The character of this prince, who was chiefly memorable as the father of George III., had in it nothing to eclipse the past age, conciliate the present, or attract honour from the future. Walpole, in his keen way, says, "that he resembled the Black Prince in nothing, but in dying before his father." "Indeed," he contemptuously adds, "it was not his fault if he had not distinguished himself by warlike achievements." He had solicited the command of the army in Scotland in the rebellion of 1745, which was of course given to his brother; "a hard judgment," says Walpole, "for what he could do, he did." When the royal army lay before Carlisle, the prince, at a great supper which he gave his court and favourites, had ordered for the dessert a model of the citadel of Carlisle, in paste, which he in person, and the maids of honour, bombarded with sugar plumbs!

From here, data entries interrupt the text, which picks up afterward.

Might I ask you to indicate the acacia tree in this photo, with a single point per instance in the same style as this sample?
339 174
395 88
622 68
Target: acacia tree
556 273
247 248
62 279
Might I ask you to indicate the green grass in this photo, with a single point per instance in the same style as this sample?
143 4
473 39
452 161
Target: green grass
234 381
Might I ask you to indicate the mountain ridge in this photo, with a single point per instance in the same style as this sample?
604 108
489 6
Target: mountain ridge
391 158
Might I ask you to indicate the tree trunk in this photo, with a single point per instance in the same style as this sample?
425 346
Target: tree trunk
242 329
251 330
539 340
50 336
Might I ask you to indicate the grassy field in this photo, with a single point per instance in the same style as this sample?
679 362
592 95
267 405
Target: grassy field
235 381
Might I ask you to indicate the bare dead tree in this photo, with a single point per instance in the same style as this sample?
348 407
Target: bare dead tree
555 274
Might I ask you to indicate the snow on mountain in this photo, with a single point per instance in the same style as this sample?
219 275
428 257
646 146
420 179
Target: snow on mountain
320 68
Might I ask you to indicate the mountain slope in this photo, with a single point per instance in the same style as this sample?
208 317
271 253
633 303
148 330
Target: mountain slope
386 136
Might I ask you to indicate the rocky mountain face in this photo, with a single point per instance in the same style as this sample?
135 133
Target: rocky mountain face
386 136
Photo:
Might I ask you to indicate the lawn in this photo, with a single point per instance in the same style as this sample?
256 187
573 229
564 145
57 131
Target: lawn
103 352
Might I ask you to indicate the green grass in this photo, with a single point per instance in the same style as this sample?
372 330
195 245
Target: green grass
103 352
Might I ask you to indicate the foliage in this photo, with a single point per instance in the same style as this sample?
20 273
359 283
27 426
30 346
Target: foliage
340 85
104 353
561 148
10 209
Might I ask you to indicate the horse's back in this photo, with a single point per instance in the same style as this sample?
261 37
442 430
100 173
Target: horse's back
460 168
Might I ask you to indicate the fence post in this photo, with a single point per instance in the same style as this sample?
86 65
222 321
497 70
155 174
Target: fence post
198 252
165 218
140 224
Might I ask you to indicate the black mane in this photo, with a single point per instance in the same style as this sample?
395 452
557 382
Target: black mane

The Prince had disagreed with the king and queen early after his coming to England, "not entirely," says Walpole, "by his own fault." The king had refused to pay his debts in Hanover, and "it ran a little in the blood of the family to hate the eldest son!" The queen exerted more authority than he liked, and "the Princess Emily, who had been admitted into his greatest confidence, had not," the historian bitterly observes, "forfeited her duty to the queen, by concealing any of his secrets that might do him prejudice."
Gaming was one of his passions; "but his style of play did him less honour than even the amusement." He carried this dexterity into practice in more essential points, and was vain of it. "One day at Kensington that he had just borrowed £5000 of Doddington, seeing him pass under his window, he said to Hedges, his secretary, 'that man is reckoned one of the most sensible men in England; yet, with all his parts, I have just tricked him out of £5000!'" A line from Earl Stanhope summed up his character,—"He has his father's head and his mother's heart."
A smart hit is mentioned of Pelham, who, however, was not remarkable for humour. One Ayscough, who had been preceptor to Prince George, and who had "not taught him to read English, though eleven years old," was about to be removed from the preceptorship. Lyttleton, whose sister he had married, applied to Pelham to save him. Pelham answered, "I know nothing of Dr. Ayscough—Oh, yes, I recollect, a very worthy man told me in this room, two years ago, that he was a great rogue." This very worthy man happened to be Lyttleton himself, who had then quarrelled with Ayscough about election affairs. Walpole abounds in sketches of character, and they are generally capital. Here is a kit-cat of Lord Albemarle, then ambassador in Paris. "It was convenient to him to be any where but in England. His debts were excessive, though he was ambassador, groom of the stole, governor of Virginia, and colonel of a regiment of guards. His figure was genteel, his manner noble and agreeable. The rest of his merit was the interest Lady Albemarle had with the king through Lady Yarmouth. He had all his life imitated the French manners since he came to Paris, where he never conversed with a Frenchman. If good breeding is not different from good sense, Lord Albemarle at least knew how to distinguish it from good nature. He would bow to his postilion, while he was ruining his tailor."
The prince's death had all the effect of the last act of a melo-drama. It had blown up more castles in the air, than any explosion in the history of paint and pasteboard. All the rejected of the court had naturally flocked round the heir-apparent, and never was worship of the rising sun more mortified by its sudden eclipse. Peerages in embryo never came to the birth, and all sorts of ministerial appointments, from the premier downwards, which had been looked upon as solid and sure, were scattered by this one event into thin air. Drax, the prince's secretary, who "could not write his own name;" Lord Baltimore, who, "with a great deal of mistaken knowledge, could not spell;" and Sir William Irby, the princesses' Polonius, were to be barons; Doddington, it was said, had actually kissed hands for the reversion of a dukedom!